Monday, September 14, 2020

The Feast of our Lady of Sorrows, Tuesday, September 15, 2020

Luke 2:33-35

Jesus’ father and mother were amazed at what was said about him; and Simeon blessed them and said to Mary his mother, “Behold, this Child is destined for the downfall and rise of many in Israel, and to be a sign that will be contradicted and you yourself a sword will pierce so that the thoughts of many hearts may be revealed.”

The commemoration of the sorrows of the Blessed Virgin Mary became a subject of meditation, prayer, and preaching during the Middle Ages as a consequence of the renewed devotion to the sufferings of the Lord, especially fostered by the Franciscans.  An example of this devotion to Mary is the hymn Stabat Mater, now often sung during the observance of the Stations of the Cross.  We first see this feast honoring her sorrows celebrated in the 1400’s in Germany, and it became a universal feast in the 1600’s.  By this time, popular devotion recognized seven particular sorrows: the prophecy of Simeon; the flight into Egypt; the loss of the Child Jesus in the temple; the meeting of Jesus and Mary on the Way of the Cross; the Crucifixion; the taking down of the Body of Jesus from the Cross; and the burial of Jesus.

What came to be known as the first of her sorrows is recounted in the Gospel reading for the feast.  Following the harrowing journey from Nazareth to Bethlehem (the Virgin, heavily pregnant, is often pictured as riding on a donkey on this occasion, but most likely that is not true), the giving birth in the stable, the visit of the Magi, and the Infant’s circumcision and naming, Joseph and Mary took their Baby the short distance to the temple in Jerusalem to be dedicated to God, as per the law regarding the first-born male.  They would have stood in line with dozens of other couples with their new-borns, with nothing to distinguish them.  At the point when it is their turn in the temple, the elderly Simeon approached them and took the Child in his own arms to announce that “this Child is destined for the fall and rise of many in Israel, and to be a sign that will be contradicted.”  The Greek text may be more literally translated as, This One is appointed for a sign [to be] spoken against.  The literal translation helps us to see that Jesus was not merely “destined”, as though by disinterested fate, but was “appointed” by a Superior to a station or position.  The Child was in fact appointed as a “Sign”, against whom people would speak, presumably those whose “downfall” was signified by his Nativity.  The Evangelists all use the Greek word we translate as “sign” to mean an event or an appearance that provides confirmation of a claim, or as an indication of supernatural power.  For instance, in Luke 11:16: “And others tempting, asked of him a sign from heaven.”  The Pharisees press Jesus to give them some physical proof of his divinity somehow greater than that which he had already shown them.  Or, in Luke 21, 7, when Jesus speaks to his disciples about the end of time: “Master, when shall these things be?
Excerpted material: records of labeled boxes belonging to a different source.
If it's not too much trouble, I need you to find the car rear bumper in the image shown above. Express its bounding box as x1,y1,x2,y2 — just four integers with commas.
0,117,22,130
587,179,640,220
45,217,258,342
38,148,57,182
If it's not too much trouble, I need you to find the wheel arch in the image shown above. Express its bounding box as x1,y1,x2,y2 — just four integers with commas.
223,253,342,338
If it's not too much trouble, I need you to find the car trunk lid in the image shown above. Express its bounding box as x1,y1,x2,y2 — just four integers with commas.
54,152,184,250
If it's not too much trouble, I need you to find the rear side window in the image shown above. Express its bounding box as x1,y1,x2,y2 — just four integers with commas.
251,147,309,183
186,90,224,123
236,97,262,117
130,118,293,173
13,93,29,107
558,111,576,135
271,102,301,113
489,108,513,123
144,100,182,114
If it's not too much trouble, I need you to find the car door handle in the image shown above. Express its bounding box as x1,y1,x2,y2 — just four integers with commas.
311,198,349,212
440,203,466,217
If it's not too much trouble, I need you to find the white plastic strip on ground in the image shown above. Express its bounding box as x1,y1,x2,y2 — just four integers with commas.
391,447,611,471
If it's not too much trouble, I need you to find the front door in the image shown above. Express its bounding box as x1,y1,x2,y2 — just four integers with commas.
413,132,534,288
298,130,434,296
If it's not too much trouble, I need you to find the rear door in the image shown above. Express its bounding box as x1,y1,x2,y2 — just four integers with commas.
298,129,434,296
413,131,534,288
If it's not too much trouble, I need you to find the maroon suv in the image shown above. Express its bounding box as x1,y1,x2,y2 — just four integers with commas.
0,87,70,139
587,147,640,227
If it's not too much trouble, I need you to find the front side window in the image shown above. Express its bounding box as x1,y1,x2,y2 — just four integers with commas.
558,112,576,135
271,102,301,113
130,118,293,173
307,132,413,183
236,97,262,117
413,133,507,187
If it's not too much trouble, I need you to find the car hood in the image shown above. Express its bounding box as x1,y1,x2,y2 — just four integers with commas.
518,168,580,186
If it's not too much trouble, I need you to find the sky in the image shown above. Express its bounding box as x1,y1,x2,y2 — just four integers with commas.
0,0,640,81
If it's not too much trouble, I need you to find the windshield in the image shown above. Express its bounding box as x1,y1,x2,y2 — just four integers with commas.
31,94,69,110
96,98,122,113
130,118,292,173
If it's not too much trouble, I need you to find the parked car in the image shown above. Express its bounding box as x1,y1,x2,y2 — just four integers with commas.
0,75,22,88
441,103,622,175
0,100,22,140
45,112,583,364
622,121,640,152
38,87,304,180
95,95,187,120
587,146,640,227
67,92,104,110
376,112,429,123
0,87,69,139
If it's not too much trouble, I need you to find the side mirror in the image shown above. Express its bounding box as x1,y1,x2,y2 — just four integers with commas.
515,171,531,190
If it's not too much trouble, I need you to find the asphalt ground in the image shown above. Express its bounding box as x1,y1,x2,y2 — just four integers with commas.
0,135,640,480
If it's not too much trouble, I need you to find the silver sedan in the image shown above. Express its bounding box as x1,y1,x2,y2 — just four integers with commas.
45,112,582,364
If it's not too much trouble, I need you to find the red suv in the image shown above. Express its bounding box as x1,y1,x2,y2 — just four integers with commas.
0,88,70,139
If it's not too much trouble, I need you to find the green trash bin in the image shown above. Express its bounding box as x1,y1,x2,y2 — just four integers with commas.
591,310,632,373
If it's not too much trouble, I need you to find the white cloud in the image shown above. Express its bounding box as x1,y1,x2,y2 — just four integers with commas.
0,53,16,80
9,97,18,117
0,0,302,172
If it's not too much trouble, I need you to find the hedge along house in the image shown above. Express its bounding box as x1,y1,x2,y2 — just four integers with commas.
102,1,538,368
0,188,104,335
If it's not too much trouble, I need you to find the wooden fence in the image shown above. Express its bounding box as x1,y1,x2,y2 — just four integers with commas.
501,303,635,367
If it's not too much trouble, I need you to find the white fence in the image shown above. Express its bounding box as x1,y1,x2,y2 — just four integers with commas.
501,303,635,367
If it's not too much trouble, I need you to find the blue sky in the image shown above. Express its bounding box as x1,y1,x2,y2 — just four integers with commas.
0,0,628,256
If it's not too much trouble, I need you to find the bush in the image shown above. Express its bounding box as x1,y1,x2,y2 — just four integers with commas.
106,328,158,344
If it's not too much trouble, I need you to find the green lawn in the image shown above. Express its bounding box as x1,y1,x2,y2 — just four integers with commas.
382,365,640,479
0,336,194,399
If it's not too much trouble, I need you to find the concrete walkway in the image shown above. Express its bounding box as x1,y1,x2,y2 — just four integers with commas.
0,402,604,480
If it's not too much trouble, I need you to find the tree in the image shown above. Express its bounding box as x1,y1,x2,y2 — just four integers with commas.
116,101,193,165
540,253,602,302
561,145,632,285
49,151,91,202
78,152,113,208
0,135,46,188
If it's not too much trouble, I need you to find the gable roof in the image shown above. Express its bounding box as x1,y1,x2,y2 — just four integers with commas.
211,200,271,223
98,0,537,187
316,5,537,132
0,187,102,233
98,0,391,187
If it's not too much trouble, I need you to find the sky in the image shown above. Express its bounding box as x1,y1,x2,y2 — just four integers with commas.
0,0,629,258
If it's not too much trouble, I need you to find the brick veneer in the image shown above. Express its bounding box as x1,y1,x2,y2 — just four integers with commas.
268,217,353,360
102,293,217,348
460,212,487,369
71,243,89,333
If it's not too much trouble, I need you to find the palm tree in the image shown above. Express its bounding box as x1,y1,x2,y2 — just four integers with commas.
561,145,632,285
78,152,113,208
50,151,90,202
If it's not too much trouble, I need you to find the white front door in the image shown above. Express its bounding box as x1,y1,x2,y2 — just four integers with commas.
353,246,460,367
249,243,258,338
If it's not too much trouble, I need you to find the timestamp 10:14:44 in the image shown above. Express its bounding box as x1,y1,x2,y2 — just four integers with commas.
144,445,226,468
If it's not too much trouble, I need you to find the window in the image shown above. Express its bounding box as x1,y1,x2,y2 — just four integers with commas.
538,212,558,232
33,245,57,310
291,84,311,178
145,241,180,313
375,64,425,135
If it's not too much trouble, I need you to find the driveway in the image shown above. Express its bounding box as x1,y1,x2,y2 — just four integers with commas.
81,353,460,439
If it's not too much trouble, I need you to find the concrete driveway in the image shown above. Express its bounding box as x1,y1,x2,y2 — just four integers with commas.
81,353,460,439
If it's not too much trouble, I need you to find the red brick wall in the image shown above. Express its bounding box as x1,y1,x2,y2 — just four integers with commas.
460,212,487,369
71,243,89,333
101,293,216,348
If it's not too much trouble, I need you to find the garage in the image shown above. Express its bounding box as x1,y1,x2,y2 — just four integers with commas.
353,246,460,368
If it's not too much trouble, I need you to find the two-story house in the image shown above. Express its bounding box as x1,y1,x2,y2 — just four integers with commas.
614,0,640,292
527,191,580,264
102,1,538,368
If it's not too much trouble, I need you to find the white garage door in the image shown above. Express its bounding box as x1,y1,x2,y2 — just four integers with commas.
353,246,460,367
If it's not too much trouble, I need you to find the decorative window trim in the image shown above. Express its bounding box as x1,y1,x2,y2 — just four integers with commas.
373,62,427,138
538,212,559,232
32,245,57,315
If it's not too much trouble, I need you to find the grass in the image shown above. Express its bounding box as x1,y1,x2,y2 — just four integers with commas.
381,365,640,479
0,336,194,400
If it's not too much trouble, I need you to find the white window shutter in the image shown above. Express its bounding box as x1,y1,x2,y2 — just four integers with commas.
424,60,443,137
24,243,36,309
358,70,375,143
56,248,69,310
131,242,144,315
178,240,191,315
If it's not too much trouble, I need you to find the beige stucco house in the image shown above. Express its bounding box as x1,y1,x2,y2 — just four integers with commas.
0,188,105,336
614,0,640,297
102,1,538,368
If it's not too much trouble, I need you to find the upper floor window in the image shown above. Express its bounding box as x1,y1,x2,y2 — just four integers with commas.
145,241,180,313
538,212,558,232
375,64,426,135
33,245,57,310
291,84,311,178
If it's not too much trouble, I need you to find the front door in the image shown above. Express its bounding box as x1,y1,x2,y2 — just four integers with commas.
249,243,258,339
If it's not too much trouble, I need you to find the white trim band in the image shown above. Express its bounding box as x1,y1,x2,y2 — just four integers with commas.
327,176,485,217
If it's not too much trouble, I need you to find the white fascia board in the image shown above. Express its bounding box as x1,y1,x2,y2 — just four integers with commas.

And what shall be the sign when they shall begin to come to pass?”  Jesus then warns them of “signs in the sun and in the moon and in the stars” (v. 25).  

All this, the Virgin Mary heard and pondered.  And then Simeon told her that she would play her own part in the Lord’s “contradiction”, his Passion: “And you yourself a sword will pierce”.  The Greek helps us out again: And a sword will pass through your soul.  Now, the word translated as “sword” can also mean a “piercing sorrow”.  This “passes through” the Virgin’s psyche, which can mean “soul”, or, literally, “breath”, which takes us back to Genesis 2, 7: “The Lord God formed man of the slime of the earth: and breathed into his face the breath [psyche] of life, and man became a living soul.”  That is to say, A piercing, mortally wounding sorrow will pass through your very being.  Her sorrow will be utterly unlike any sorrow any person has ever felt.  But this agony will have a purpose: “So that the thoughts of many hearts may be revealed.”  In the Greek, the “thoughts” may be either good or bad.  The intimate connection of which Simeon speaks between Jesus, appointed as a Sign, and her suffering points to the fact that Mary did not suffer only on account of Jesus, but also with Jesus — tied to her Son in a way no other ever could be, through the purity of her faith in him as the Son of God.  And Jesus knew exactly how much she herself sacrificed on account of him and with him as he gazed down at her from the Cross and committed her to St. John’s care.  The thoughts of many hearts are “revealed” through Christ’s Passion and her suffering within it: those of the Apostles, those of the Sanhedrin, those of Pilate, of Judas, and the hearts of those alive today, for the Passion of Jesus reveals the extent of God’s love for man, and the story of the human race since that time is the story of how mortal men and women accept or reject it.

By living holy, penitential lives, we too may stand by Mary at the Cross of Jesus, looking up into the eyes through which infinite love cascades out to us, and prepare ourselves for our own resurrection.